Library quantitation was performed using Invitrogen’s Picogreen assay and the average library size was determined by running the libraries on a Bioanalyzer DNA 7500 chip (Agilent). Library concentrations were normalized to 4 nM and the concentration was validated by qPCR on a ViiA-7 real-time thermocycler (Applied Biosystems), using Kapa Biosystem’s Library Quantification Kit for Illumina Platforms.
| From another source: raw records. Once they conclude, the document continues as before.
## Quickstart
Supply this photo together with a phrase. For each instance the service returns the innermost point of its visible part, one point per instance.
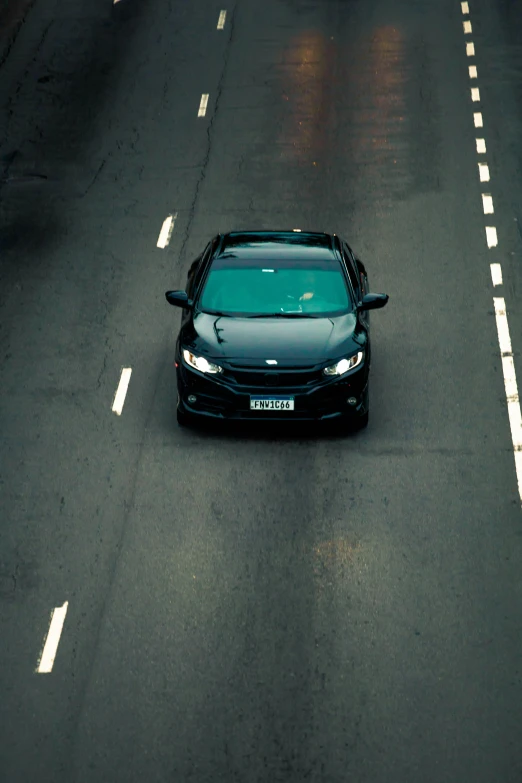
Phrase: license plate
(271, 403)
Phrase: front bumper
(217, 399)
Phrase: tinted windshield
(253, 287)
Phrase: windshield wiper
(282, 315)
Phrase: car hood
(287, 340)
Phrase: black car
(275, 326)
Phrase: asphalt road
(243, 606)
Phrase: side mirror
(178, 299)
(373, 302)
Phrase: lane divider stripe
(203, 105)
(166, 231)
(491, 236)
(510, 385)
(121, 392)
(46, 662)
(496, 274)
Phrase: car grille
(279, 378)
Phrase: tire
(362, 422)
(183, 419)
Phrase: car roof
(310, 245)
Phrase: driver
(309, 284)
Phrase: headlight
(344, 365)
(200, 363)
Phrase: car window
(196, 271)
(351, 268)
(254, 288)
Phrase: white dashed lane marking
(496, 274)
(166, 231)
(491, 236)
(121, 392)
(46, 662)
(483, 172)
(510, 385)
(487, 203)
(203, 105)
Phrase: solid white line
(487, 203)
(491, 236)
(166, 231)
(510, 386)
(119, 399)
(496, 274)
(203, 105)
(483, 172)
(45, 664)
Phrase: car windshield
(275, 288)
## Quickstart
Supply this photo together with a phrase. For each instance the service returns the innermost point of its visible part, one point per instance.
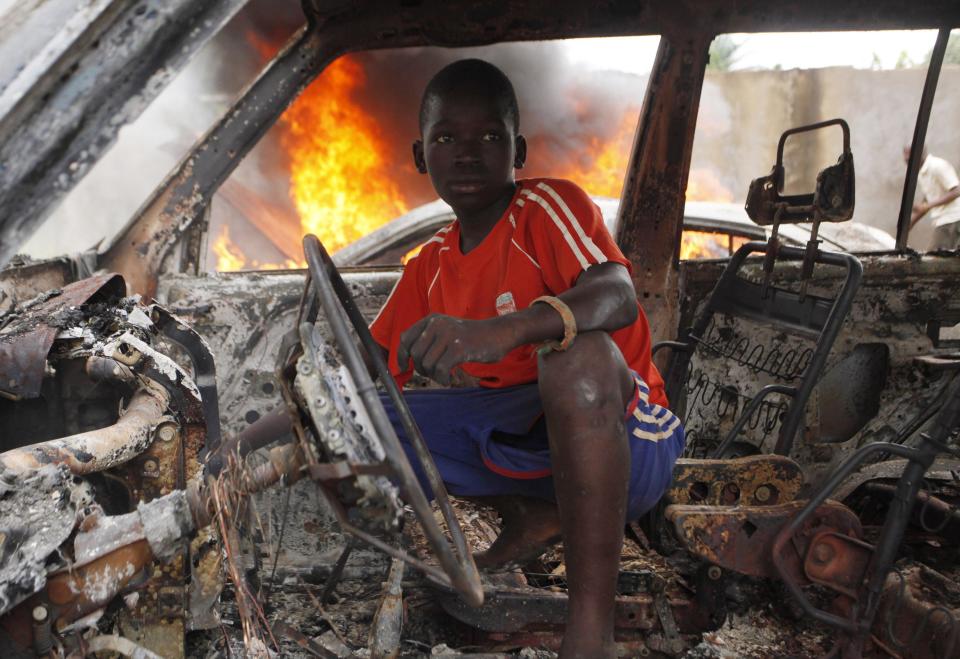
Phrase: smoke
(566, 111)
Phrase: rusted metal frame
(723, 299)
(758, 480)
(23, 355)
(790, 529)
(56, 122)
(749, 410)
(920, 136)
(338, 304)
(742, 538)
(915, 617)
(141, 248)
(96, 450)
(902, 504)
(650, 217)
(204, 370)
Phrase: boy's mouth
(466, 186)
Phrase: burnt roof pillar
(650, 220)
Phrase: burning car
(710, 230)
(819, 389)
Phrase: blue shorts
(494, 442)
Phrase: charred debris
(815, 511)
(128, 521)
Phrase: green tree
(904, 61)
(723, 53)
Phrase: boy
(527, 296)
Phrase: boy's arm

Libraries were then pooled at equal volumes and sequenced on Illumina HiSeq2500 rapid runs at a final concentration of 10–16 pM and a read-length of 251 bp paired-end (Illumina V2 Rapid sequencing reagents).

High-throughput sequencing data processing and analysis

Metagenomic data generated for the air samples were processed for adaptor removal and quality trimming with a Phred quality score threshold of Q20 using Cutadapt v. 1.8.130. Two million reads (250 bp) were randomly selected from each sample as a representative set and aligned against the NCBI non-redundant (NR) protein database downloaded on 7/08/2017 using the alignment tool RAPSearch v. 2.1521,22.

Resulting alignments were imported into MEGAN v.5.11.3, which assigns taxon IDs based on the NCBI taxonomy23,24. To achieve the desired taxonomic specificity, we used the following filtering parameters: min score = 100 (bit score), max expected = 0.01 (e-value), top percent = 10 (top 10% of highest bit score), min support = 25 (minimum number of reads required for taxonomic assignment), LCA percent = 100 (naive), min complexity = 0.33 (sequence complexity). Lowest common ancestry (LCA) for each read on the NCBI taxonomy is assigned using MEGAN’s LCA algorithm. In instances where all of the above filtering criteria have been fulfilled, reads are assigned to levels of taxonomic classification ranging from domain to species. In our study, species-level classification is only reached if at least 25 reads uniquely align to a single species in the database with a 100% match on the protein level over at least 50% of the 250 bp read. Due to limits of existing public sequence databases, some sequencing reads did not result in meaningful alignments and were assigned to the ‘no-hits’ category. Unassigned reads are sequencing reads for which low-complexity, repetitive DNA sequences or multiple alignments beyond domain-level are encountered.

Statistical analysis

Seasonal difference in richness, evenness and relative abundances of the microbial taxa was assessed by generalized regression modelling in R v. 3.3.331. Multivariate linear modelling analysis was performed in mvabund package in R v. 3.3.3. To visualize multivariate patterns in microbial communities, Bray–Curtis dissimilarity distances among centroids for each sample series were calculated in vegan package in R v. 3.3.3. Principal Coordinates (PCo) were used as an ordination method. Alfa diversity indices chao1 and Simpson E were calculated in QIIME v. 1.8.032. Cross-correlation analysis was performed in R v.3.3.3.

Meteorological data

The retrospective meteorological data of the local weather station were downloaded from the open source service “Weather and Climate” (http://www.pogodaiklimat.ru/, weather archive information downloaded on 2.10.2018). Meteorological characteristics (temperature, relative humidity, and wind direction) during the time series are represented in Fig. S1 and Fig. S2.